1) The implication "$M_R$ torsion-free $\Rightarrow M$ torsion-free":
The implication holds if and only if maximal ideals of $A$ contract to maximal ideals of $R$. A module $M$ has torsion iff $M$ has an associated maximal ideal $\mathfrak{P}$ of $A$, but then $M_R$ has an associated prime $\mathfrak{p}=\varphi^{-1}(\mathfrak{P})$, showing that $M_R$ has torsion in this case as well. On the other hand, if there is a maximal ideal $\mathfrak{P} \subseteq A$ such that $\mathfrak{P} \cap R=0,$ then $M=A/\mathfrak{P}$ is a module that becomes torsion-free over $R$, but it is a torsion $A$-module.
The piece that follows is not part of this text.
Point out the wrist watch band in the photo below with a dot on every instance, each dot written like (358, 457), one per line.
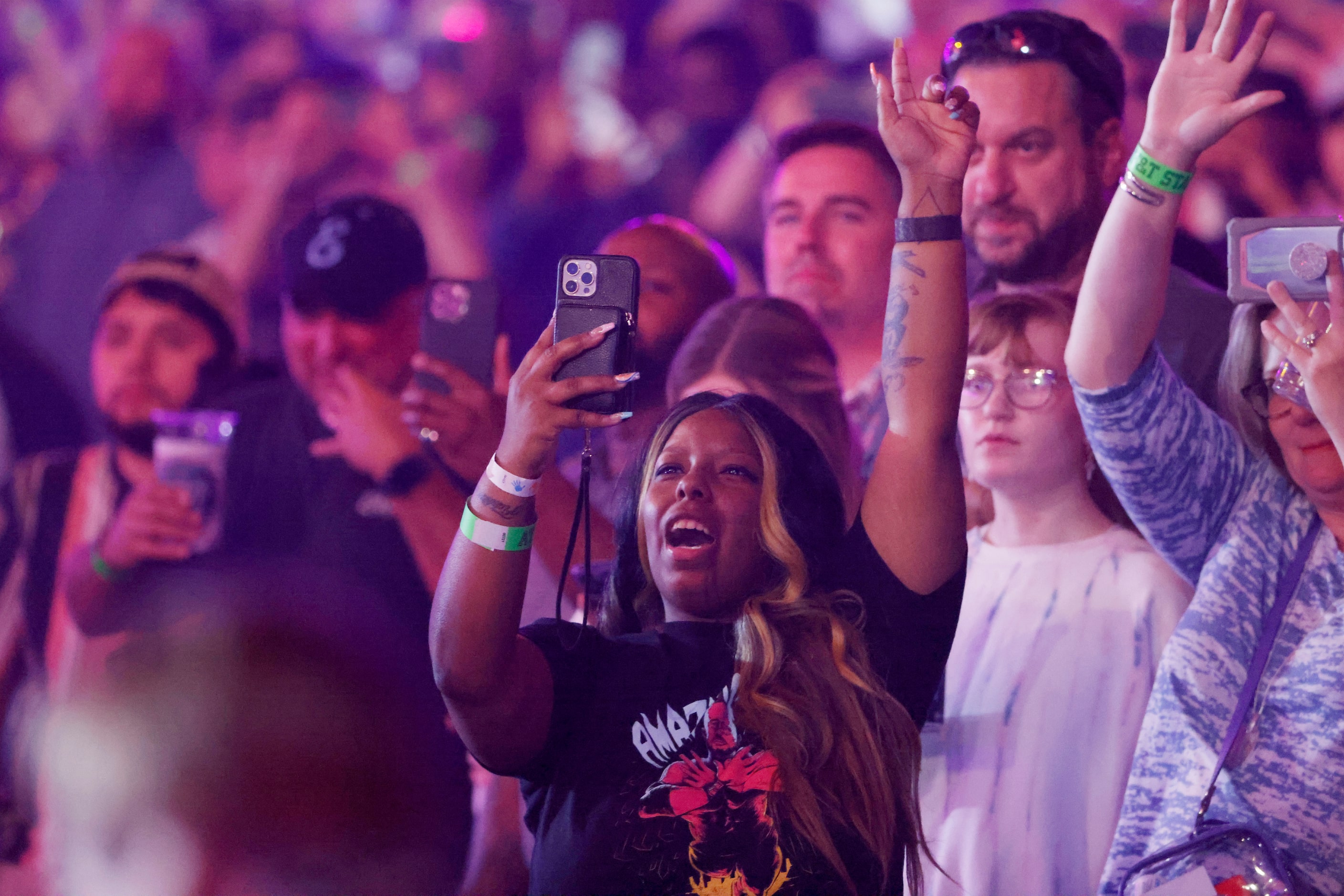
(928, 230)
(402, 479)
For example, when $R \rightarrow A$ is $\mathbb{Z} \rightarrow \mathbb{C}[X]$ and $\mathfrak{P}=(X)$, we see that $\mathbb{C}=\mathbb{C}[X]/(X)$ is torsion-free $\mathbb{Z}$-module which is a torsion $\mathbb{C}[X]$-module.
2) The implication "$M_R$ torsion-free $\Leftarrow M$ torsion-free":
The implication holds if and only if the map $\varphi: R \rightarrow A$ is injective. If it is, and $M$ is a torsion-free $A$-module, then it is torsion-free as $R$-module since for any $m \in M$, $\mathrm{Ann}_R(m)=\varphi^{-1}(\mathrm{Ann}_A(m))=\varphi^{-1}(0)=0$. On the other hand, by the same reasoning any $A$-module $M$ is always annihilated by $\mathrm{Ker}\,\varphi$ as an $R$-module, so if $\varphi$ is not injective, every $A$-module $M$ will have torsion as an $R$-module.
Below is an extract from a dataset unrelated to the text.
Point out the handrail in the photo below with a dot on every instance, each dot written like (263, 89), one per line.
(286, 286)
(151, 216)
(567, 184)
(A concrete example is, similarly, $\mathbb{Z}\rightarrow \mathbb{F}_p[X]$. Then all $\mathbb{F}_p[X]$-modules are obviously $p$-torsion Abelian groups.)
3} Regarding the assumption that $\varphi$ is finite:
The condition that $R \rightarrow A$ is finite (or, more generally, integral) is sufficient for both the implications 1} and 2) to hold. Such morphism is necessarily injective (note that any non-trivial quotient $R/I$ is $0$ dimensional, so $R/I \subseteq A$ finite implies $A$ is $0$-dimensional), showing that 2) holds. Also the fact that maximal ideals contract to maximal ideals follows by the going-up property of integral (e.g. finite) extensions, showing that 1) holds as well.